С этими словами Женеста спешился и машинально последовал примеру Бенаси, который за поводья привязывал коня к дереву.
— Неужели ее нет дома? — сказал доктор, не видя девушки на пороге.
Они вошли, но и в комнате первого этажа никого не застали.
— Вероятно, услышала, что скачут две лошади, — заметил с улыбкой Бенаси, — и пошла наверх надеть чепчик, поясок — словом, принарядиться.
Он оставил Женеста, а сам отправился за хозяйкой. Офицер принялся рассматривать горницу. Стены были оклеены серыми обоями в розах, а на полу вместо ковра лежала циновка. Стулья, кресло, стол были сделаны из некрашеного дерева. Комнату украшали жардиньерки, сплетенные из ивовых обручей и прутьев, убранные цветами и мхом, на окнах белели кисейные занавески с красной бахромой. На камине — зеркало, меж двумя лампами — ваза из гладкого фарфора; рядом с креслом — еловая табуретка, на столе куски скроенного полотна, несколько заготовленных ластовиц, недошитых рубашек, а также принадлежности, без которых не обходится белошвейка, — рабочая корзинка, ножницы, иголки, нитки. Все было словно только что вымыто, как раковина, выкинутая морем на песчаный берег. Напротив, по другую сторону коридора, который упирался в лестницу, Женеста заметил кухню. На втором этаже, как и на первом, вероятно, тоже было две комнаты.
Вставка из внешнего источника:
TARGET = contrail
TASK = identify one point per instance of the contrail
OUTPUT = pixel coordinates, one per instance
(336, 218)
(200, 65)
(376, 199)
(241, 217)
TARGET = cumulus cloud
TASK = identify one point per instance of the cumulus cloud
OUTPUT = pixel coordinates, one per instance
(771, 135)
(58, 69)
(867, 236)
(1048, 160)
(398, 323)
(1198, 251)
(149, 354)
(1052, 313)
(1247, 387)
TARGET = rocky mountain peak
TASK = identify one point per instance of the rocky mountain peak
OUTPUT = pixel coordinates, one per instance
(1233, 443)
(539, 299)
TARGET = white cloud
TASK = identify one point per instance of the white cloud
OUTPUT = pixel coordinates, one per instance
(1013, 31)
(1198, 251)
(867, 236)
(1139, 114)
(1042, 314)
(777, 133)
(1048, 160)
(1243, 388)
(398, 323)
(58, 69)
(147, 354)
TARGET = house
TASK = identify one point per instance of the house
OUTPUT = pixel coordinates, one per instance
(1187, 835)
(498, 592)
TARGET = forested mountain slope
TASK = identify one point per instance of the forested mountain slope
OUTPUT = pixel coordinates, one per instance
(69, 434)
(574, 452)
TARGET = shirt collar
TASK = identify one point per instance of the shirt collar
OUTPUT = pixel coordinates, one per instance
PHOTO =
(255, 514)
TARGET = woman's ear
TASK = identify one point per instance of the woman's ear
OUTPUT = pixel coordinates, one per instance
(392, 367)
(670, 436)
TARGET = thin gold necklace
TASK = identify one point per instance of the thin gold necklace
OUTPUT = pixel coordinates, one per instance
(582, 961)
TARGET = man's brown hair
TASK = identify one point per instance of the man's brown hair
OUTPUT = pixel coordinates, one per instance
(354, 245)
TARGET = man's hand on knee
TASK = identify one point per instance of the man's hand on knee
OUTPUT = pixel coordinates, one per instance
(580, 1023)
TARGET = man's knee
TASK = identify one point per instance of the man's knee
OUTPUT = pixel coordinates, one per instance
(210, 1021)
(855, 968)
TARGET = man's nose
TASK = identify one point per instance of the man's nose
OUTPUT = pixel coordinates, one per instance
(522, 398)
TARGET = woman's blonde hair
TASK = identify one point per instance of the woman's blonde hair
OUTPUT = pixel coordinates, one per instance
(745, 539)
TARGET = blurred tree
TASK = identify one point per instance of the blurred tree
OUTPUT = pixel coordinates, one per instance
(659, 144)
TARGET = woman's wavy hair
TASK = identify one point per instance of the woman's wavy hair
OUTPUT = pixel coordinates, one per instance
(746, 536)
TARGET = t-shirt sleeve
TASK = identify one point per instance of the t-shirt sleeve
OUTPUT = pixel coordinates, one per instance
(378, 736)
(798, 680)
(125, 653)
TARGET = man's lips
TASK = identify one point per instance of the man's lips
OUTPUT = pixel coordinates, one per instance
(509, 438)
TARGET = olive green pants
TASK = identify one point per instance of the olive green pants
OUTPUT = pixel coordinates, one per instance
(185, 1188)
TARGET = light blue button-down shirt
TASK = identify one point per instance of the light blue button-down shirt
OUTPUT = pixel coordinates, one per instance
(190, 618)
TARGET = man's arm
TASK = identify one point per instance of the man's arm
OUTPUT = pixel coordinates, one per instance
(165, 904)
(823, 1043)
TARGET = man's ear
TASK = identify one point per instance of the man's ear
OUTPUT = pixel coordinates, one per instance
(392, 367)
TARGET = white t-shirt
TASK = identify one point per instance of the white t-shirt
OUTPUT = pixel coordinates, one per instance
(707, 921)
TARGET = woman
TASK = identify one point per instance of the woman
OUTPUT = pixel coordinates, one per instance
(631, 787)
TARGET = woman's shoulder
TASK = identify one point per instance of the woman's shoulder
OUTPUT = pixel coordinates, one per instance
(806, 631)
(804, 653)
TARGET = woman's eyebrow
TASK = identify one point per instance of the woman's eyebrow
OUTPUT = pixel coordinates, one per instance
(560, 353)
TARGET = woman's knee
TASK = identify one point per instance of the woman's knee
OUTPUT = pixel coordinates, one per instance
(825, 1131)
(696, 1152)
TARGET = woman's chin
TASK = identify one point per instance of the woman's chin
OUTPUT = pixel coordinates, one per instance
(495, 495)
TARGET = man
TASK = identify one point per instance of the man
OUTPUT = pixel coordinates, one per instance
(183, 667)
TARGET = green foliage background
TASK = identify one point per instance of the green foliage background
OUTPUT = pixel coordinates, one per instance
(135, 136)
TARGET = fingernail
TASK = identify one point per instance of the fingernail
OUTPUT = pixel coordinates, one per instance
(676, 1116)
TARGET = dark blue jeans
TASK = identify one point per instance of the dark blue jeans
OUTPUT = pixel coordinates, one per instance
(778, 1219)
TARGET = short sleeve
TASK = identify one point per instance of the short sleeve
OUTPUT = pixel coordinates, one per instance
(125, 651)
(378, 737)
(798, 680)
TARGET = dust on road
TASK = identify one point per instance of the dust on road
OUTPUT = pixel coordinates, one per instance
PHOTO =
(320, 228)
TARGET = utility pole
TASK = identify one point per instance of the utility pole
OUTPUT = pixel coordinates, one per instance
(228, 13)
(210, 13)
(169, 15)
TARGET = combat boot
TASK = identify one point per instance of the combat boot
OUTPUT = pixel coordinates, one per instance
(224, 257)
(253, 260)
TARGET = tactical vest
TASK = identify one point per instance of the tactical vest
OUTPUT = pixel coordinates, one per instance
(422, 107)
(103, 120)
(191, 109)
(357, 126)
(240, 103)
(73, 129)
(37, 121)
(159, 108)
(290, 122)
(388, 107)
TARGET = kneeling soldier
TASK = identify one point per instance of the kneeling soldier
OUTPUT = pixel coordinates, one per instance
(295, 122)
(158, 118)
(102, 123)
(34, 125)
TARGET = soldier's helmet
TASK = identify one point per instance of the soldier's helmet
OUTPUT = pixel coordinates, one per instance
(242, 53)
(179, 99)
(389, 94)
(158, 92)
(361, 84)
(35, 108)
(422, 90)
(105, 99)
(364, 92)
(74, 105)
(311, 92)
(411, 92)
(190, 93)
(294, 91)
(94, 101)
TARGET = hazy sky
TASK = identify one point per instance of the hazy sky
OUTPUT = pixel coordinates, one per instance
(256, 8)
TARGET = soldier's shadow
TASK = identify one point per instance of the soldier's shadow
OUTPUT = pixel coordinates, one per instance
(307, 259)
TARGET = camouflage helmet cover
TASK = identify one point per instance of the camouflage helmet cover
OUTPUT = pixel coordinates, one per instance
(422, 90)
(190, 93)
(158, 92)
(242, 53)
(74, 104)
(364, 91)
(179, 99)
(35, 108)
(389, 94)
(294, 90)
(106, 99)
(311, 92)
— Да полно, не бойтесь, — говорил Бенаси девушке. — Ну, пойдемте же!
Услышав эти слова, Женеста проворно вернулся в комнату. И вот появилась тоненькая, стройная девушка, разрумянившаяся от смущения и робости, одетая в розовое кисейное платье со множеством складочек и шемизеткой. Лицо ее было примечательно лишь некоторой расплывчатостью черт, что придавало ему сходство с иными лицами русских казаков, которые стали знакомы французам с печальных времен разгрома 1814 года. И в самом деле, у девушки был вздернутый нос, как у многих северян, большой рот, короткий подбородок, а руки красные, ноги — крупные, широкие, как у крестьянки. Хоть ей и случалось бывать на ветру, на солнце, лицо ее ничуть не загорело, было бескровным — ну прямо поблекшая былинка; но эта бледность с первого же взгляда и привлекала к себе внимание, а в ее голубых глазах было столько кротости, в движениях столько женственности, в голосе столько задушевности, что, несмотря на явное несоответствие ее облика с теми качествами, о которых так восторженно говорил Бенаси, офицер все же тотчас угадал в ней своенравную и болезненную натуру, искалеченную непосильными тяготами жизни. Девушка ловко развела огонь из торфа и сухих веток, уселась в кресло, взяла начатую рубашку и, оробев под взглядом гостя, не смела поднять глаза, хоть с виду и была спокойна; только, выдавая ее смятение, учащенно вздымалась юная грудь, поразившая Женеста красотой.